Created attachment 784789 [details] agent log Version-Release number of selected component (if applicable): Version: 4.9.0-SNAPSHOT Build Number: 9632b96 How reproducible: 3/3 Steps to Reproduce: 1. install rhq: ./rhqctl install Actual results: Local agent is registered but not available. I can see following error in agent log: 2013-08-09 05:57:34,948 ERROR [ClientCommandSenderTask Timer Thread #1] (enterprise.communications.command.client.JBossRemotingRemoteCommunicator)- {JBossRemotingRemoteCommunicator.init-callback-failed}The initialize callback has failed. It will be tried again. Cause: org.rhq.enterprise.communications.util.NotProcessedException:null. Cause: org.rhq.enterprise.communications.util.NotProcessedException 2013-08-09 05:57:34,948 WARN [InventoryManager.availability-1] (rhq.core.pc.inventory.InventoryManager)- Could not transmit availability report to server org.rhq.enterprise.communications.util.NotProcessedException at org.rhq.enterprise.communications.GlobalSuspendCommandListener.receivedCommand(GlobalSuspendCommandListener.java:55) at org.rhq.enterprise.communications.command.server.CommandProcessor.notifyListenersOfReceivedCommand(CommandProcessor.java:402) at org.rhq.enterprise.communications.command.server.CommandProcessor.handleIncomingInvocationRequest(CommandProcessor.java:242) at org.rhq.enterprise.communications.command.server.CommandProcessor.invoke(CommandProcessor.java:184) at org.jboss.remoting.ServerInvoker.invoke(ServerInvoker.java:967) at org.jboss.remoting.transport.servlet.ServletServerInvoker.processRequest(ServletServerInvoker.java:416) at sun.reflect.GeneratedMethodAccessor141.invoke(Unknown Source) at sun.reflect.DelegatingMethodAccessorImpl.invoke(DelegatingMethodAccessorImpl.java:43) at java.lang.reflect.Method.invoke(Method.java:616) Additional info: complete agent.log attached
Created attachment 784790 [details] server log
After more testing the issue seems to be nondeterministic -> unable to provide reliable repro steps -> lowering severity
this is because the server is in maintenance mode. probably due to the new code stefan added - server goes in MM if storage node is not accessible.
stefan is making changes in the code around here (has to do with the server startup/initialization code and when we flip the server to Maintenance Mode if it needs to be. I think he is going to fix this, so I'm assigning this to him.

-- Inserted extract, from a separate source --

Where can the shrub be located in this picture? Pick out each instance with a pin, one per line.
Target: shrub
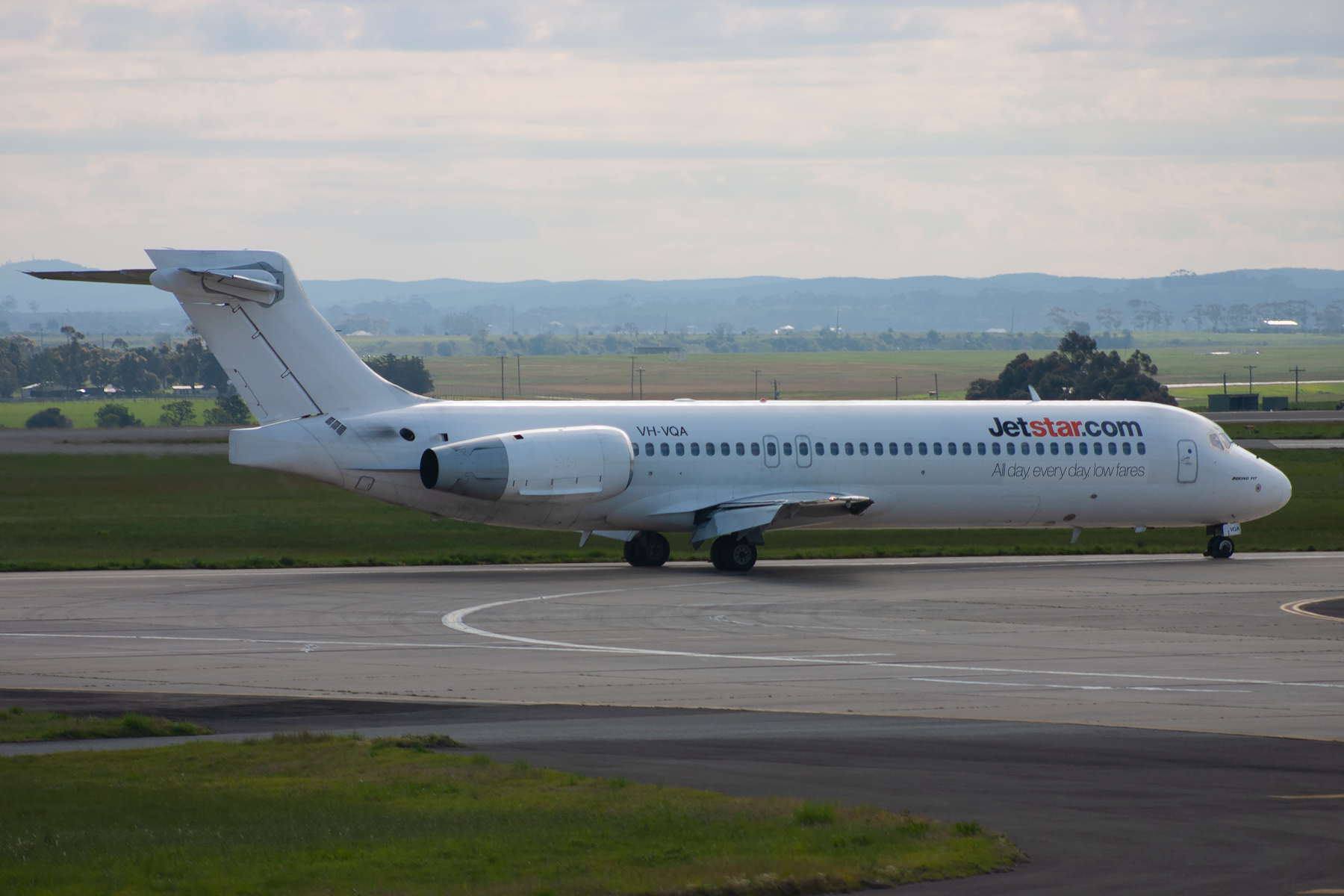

Please retest, the startup sequence was updated to avoid going into maintenance mode by initializing the storage cluster connection first. https://git.fedorahosted.org/cgit/rhq/rhq.git/commit/?id=d1aa8e0eaf0cc2ac72b09599ddc406f9928cbdd9
Retested on Version: 4.9.0-SNAPSHOT Build Number: 34e1c7b Scenario: 1 - i have a clean machine (rm -rf .java/.userPrefs/rhq-*, rm -rf /var/lib/rhq/*, no rhq agent or server, rhq database is clean) 2- ./rhqctl install Result: 2 out of 3 tries had following result: - agent was registered - platform resource was NOT available -> Storage Node resource not available as well - server was in maintenance mode (Administration->Topology->Servers-> my server) - exceptions in the agent log 2013-08-12 06:32:20,653 ERROR [RHQ Server Polling Thread] (enterprise.communications.command.client.JBossRemotingRemoteCommunicator)- {JBossRemotingRemoteCommunicator.init-callback-failed}The initialize callback has failed. It will be tried again. Cause: org.rhq.enterprise.communications.util.NotProcessedException:null. Cause: org.rhq.enterprise.communications.util.NotProcessedException - after some time (don't know exact time but it was more then 10 minutes) the server went to normal mode (visible in GUI administration) but platform resource was still NOT available and the agent was still throwing exceptions See attached retestedLogs.tar.gz with full agent and server logs (server with debug level).
Created attachment 785668 [details] retestedLogs.tar.gz
Would it be possible to add some informative agent logging about server being in maintenance mode? Something like 'Unable to connect to the server - server may be in maintenance mode'